The Great Escape
For U.S. airmen trapped in Yugoslavia during World War II, building a secret airstrip was their only way out.
- By Phil Scott
- Air & Space magazine, January 2011
Courtesy Debi Jibilian
(Page 3 of 7)
THE CHETNIKS HAD BEGUN their collection of U.S. airmen when the first one floated out of the sky following a disastrous low-level raid on Ploesti in 1943. A year later, the number of Americans under Chetnik care topped 100, but Army Air Forces officers did not realize there were so many and that they were clustered in Pranjani, a remote village in western Serbia. Air Force leaders figured that men not turned over by Tito’s Partisans had probably been rounded up by the Germans. That all changed after Musulin returned to the OSS station in Bari at the end of May 1944 after spending six months in Serbia gathering intelligence and organizing the Chetniks into resistance groups who could sabotage German targets, including bridges, ammunition depots, and airfields.
Musulin’s boss in Bari, George Vujnovich, had heard unconfirmed reports that the number of Allied airmen who had escaped capture by the Germans in Yugoslavia was substantial. When Musulin confirmed that there were at least 100 men in Chetnik territory, Vujnovich devised a rescue operation code-named Halyard. Vujnovich wanted to send in a three-man team headed by Musulin to supervise the building of an airfield from which U.S. airplanes could evacuate the airmen.
Arthur Jibilian, who had been a U.S. Navy radioman before joining the OSS, would be the team’s radio operator. Jibilian, better known as “Jibby,” was tasked with hauling around the heavy equipment needed to receive, transmit, and encode radio signals. According to Gregory A. Freeman, who wrote about Operation Halyard in his 2007 book, The Forgotten 500, Vujnovich felt even more urgency about launching the rescue after finding out that a few of the airmen in Pranjani had recently been sending encoded radio messages to the 15th Air Force headquarters in Bari asking for help.
In late July, the OSS sent the downed airmen a message to expect Musulin, Mike Rajacich, a Serbian-fluent OSS agent, and Jibby to jump on July 31 or the first clear night after.
Under a prior agreement between British and U.S. intelligence services, a British pilot and jumpmaster would fly the OSS team to the jump site in a U.S. aircraft. That night, after taking off from Fugia, Italy, in a C-47 painted black, they ran into anti-aircraft fire and turned back. The next night, the jumpmaster told them to leap into an area where the Halyard team could clearly see a battle raging. “It’s funny, yet it’s so serious it’s not funny,” said Jibby (interviewed for this story a few months before he died last March). Then the jumpmaster told the OSS team to parachute above a lake. According to Jibby, Musulin exploded and demanded—and got—a U.S. pilot and jumpmaster. “That night, we were in Yugoslavia,” said Jibby.

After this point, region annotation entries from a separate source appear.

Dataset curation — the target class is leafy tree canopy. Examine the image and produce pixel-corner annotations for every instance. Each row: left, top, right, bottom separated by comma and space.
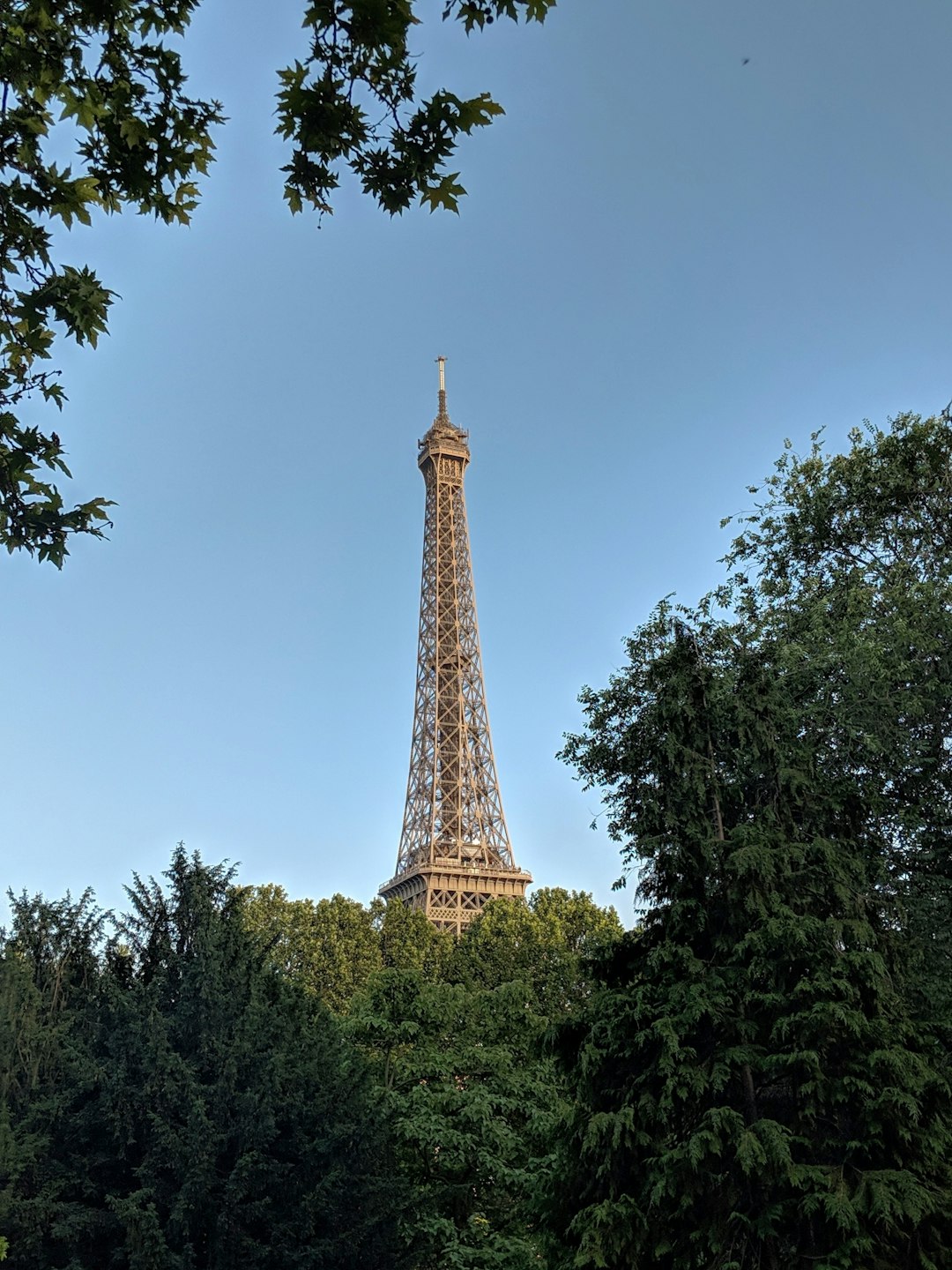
448, 886, 622, 1020
0, 849, 401, 1270
550, 415, 952, 1270
348, 969, 559, 1270
0, 0, 554, 566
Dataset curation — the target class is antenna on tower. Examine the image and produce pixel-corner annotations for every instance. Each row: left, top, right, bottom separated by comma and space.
436, 357, 450, 419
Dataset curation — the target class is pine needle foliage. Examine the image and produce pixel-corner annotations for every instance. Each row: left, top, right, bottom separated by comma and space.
550, 416, 952, 1270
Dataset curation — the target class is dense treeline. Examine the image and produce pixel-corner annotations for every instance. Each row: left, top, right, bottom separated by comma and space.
0, 415, 952, 1270
0, 847, 621, 1270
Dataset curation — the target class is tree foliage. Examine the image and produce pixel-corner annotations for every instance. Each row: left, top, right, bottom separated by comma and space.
0, 0, 554, 566
349, 969, 559, 1270
551, 416, 952, 1270
448, 886, 622, 1021
0, 849, 400, 1270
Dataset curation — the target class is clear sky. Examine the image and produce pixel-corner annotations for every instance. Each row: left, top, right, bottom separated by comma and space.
0, 0, 952, 923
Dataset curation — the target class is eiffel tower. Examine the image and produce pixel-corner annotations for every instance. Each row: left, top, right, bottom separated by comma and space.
380, 357, 532, 935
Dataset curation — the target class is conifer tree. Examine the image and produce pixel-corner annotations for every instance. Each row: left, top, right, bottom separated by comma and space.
550, 416, 952, 1270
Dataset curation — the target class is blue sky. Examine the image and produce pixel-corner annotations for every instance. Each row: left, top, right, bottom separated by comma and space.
0, 0, 952, 922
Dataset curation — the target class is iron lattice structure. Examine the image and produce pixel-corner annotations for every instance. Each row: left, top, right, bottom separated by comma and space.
380, 357, 532, 933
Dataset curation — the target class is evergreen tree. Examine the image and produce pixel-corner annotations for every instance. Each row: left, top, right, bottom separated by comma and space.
0, 848, 400, 1270
550, 416, 952, 1270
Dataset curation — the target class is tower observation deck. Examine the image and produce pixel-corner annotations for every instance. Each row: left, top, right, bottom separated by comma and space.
380, 357, 532, 933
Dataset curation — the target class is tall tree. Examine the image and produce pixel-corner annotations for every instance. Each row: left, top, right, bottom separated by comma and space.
0, 0, 554, 566
0, 849, 400, 1270
348, 969, 559, 1270
552, 416, 952, 1270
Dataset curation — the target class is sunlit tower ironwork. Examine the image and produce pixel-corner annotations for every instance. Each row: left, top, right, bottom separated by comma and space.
380, 357, 532, 933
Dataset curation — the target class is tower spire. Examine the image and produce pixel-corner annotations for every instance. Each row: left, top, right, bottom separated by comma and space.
436, 357, 450, 423
380, 357, 532, 933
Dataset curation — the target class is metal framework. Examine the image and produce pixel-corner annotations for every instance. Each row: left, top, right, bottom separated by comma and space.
380, 357, 532, 933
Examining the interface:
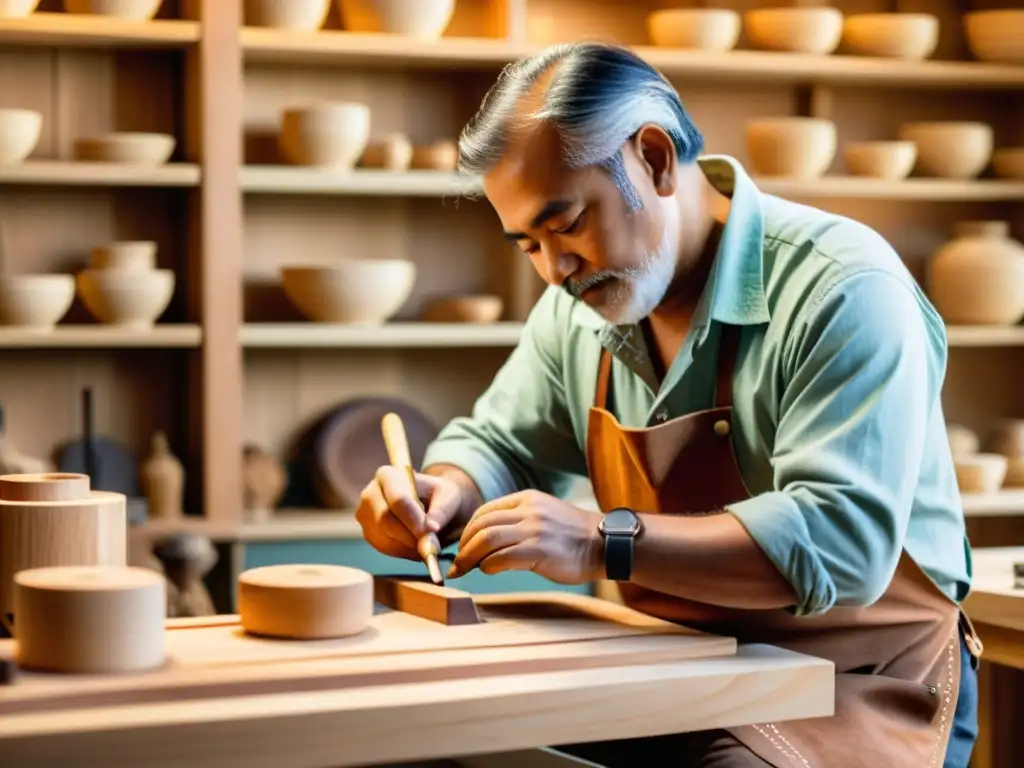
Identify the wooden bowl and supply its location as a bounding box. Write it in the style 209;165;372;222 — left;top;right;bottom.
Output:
75;131;176;166
78;268;175;328
743;8;843;54
89;240;157;272
0;274;75;331
964;10;1024;63
420;294;505;323
843;141;918;181
647;8;742;51
359;133;413;171
953;454;1007;494
992;146;1024;179
899;121;993;178
0;110;43;165
281;259;416;324
280;101;370;169
843;13;939;60
65;0;163;22
338;0;455;40
244;0;331;32
410;140;459;171
0;0;39;18
746;118;837;178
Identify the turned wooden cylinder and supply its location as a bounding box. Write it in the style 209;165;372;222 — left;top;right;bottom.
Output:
14;566;167;674
0;472;128;624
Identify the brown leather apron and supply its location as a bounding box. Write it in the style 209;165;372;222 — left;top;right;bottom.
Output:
587;326;981;768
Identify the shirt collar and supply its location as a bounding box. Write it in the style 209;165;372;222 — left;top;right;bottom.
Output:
572;155;771;343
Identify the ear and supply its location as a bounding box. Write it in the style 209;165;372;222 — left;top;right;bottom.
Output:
633;124;677;198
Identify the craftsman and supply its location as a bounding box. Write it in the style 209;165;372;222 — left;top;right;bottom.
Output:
357;44;980;768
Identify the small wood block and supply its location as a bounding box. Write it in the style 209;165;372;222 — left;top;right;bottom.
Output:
374;577;482;627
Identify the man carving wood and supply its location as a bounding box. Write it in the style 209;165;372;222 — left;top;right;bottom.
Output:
357;44;980;768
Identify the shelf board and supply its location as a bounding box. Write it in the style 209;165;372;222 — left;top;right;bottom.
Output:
242;323;522;349
242;28;1024;89
946;326;1024;347
755;178;1024;202
0;13;200;48
0;160;200;186
241;166;480;198
0;324;203;349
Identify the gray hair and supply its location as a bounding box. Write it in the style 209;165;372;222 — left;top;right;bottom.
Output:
459;43;703;209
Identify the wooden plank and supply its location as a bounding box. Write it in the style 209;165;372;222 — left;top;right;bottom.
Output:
0;645;835;768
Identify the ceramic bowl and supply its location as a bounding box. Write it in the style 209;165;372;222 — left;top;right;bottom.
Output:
245;0;331;32
647;8;742;52
0;110;43;165
89;240;157;272
899;122;993;178
746;118;837;178
78;268;175;328
75;131;176;166
964;10;1024;63
743;8;843;54
338;0;455;40
843;13;939;60
0;0;39;18
280;101;370;169
281;259;416;324
65;0;163;22
0;274;75;331
843;141;918;181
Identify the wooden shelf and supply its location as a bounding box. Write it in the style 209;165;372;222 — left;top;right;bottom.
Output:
0;13;200;48
946;326;1024;347
0;160;200;186
241;166;1024;202
241;166;480;198
242;28;1024;89
242;323;522;349
0;325;203;349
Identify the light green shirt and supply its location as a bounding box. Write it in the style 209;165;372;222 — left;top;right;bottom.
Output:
424;156;971;615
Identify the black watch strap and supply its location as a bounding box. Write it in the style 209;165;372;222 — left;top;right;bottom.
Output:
604;534;633;582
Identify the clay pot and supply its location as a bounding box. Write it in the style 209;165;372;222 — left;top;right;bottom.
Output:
928;221;1024;326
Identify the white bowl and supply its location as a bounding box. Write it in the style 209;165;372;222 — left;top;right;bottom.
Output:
280;101;370;169
338;0;455;40
245;0;331;32
647;8;742;52
0;274;75;331
281;259;416;324
0;0;39;18
75;131;176;166
78;268;174;328
65;0;163;22
0;110;43;165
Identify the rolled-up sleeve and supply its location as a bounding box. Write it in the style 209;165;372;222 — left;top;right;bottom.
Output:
729;268;946;615
423;291;586;501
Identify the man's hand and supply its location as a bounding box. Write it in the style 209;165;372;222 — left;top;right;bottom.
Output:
447;490;604;584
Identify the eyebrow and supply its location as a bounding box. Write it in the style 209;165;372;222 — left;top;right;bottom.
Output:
505;200;572;243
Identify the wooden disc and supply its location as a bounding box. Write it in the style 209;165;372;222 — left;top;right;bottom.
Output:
0;472;89;502
14;566;167;674
239;565;374;640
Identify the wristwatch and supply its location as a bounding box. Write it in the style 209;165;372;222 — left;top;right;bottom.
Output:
597;507;642;582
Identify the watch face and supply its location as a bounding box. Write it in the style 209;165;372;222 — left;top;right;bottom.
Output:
600;508;640;536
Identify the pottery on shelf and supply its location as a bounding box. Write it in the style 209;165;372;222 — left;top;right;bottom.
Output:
928;221;1024;326
0;110;43;165
139;432;185;520
338;0;456;40
281;259;416;324
279;101;370;170
647;8;742;52
746;117;837;178
899;121;993;179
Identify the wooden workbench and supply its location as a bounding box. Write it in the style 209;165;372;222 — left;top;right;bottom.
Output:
0;585;835;768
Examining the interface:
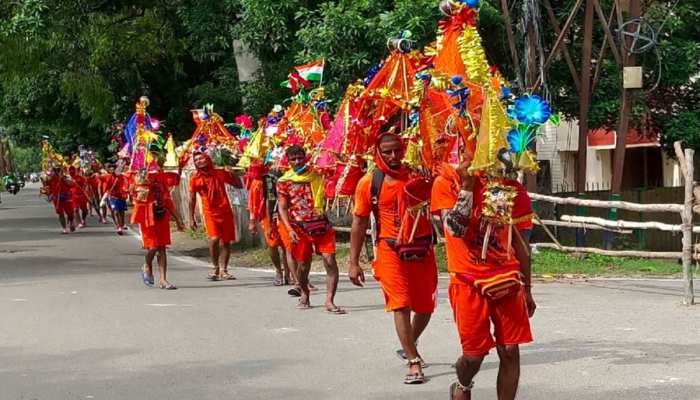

Jibby said he had been afraid during the two-hour flight to the drop zone, but the delays made him eager to jump. They used a static line and jumped at 800 feet with no emergency chute. Jibby hit the ground in 30 seconds. “It looked like I was going to come down into some trees, so I went into ‘tree position,’ ” he remembered. “I crossed my legs and put my elbows to my face.” Fortunately, he landed in a cornfield. “My best landing of all my parachuting,” he said. “Musulin landed on a chicken coop and crushed it all to hell. Mike, our third member, he landed in a tree with feet just barely off the ground and had to be helped out a bit.”
When the Halyard team finally met up with the downed fliers, they learned that the group had ballooned to 250. And they weren’t just showing up randomly. By then the Chetniks had developed precision tactics to rescue them: Once a parachute bloomed, one small guerrilla detachment rushed toward it, while a second larger group set up a perimeter, blocking roads with boulders or trees and placing .50-caliber machine guns at strategic points. “Most of the time the Germans would turn around and retreat,” Petrovich wrote in his 2003 autobiography, Freedom or Death, “but sometimes the expedition would include tanks and armored vehicles, and the only thing that we could do was to keep them under fire until the signal was received that the American crew had been evacuated.”
Right after one such mission on Zlatibor Mountain, Petrovich’s group received orders to move to Mihailovich’s headquarters at Ravna Gora. Once there, they were ordered 50 miles north to Pranjani, where the growing collection of U.S. airmen had discovered Galovica meadow. It was situated atop a hill and filled with boulders, but it was relatively flat, and the Halyard team thought it could accommodate C-47s.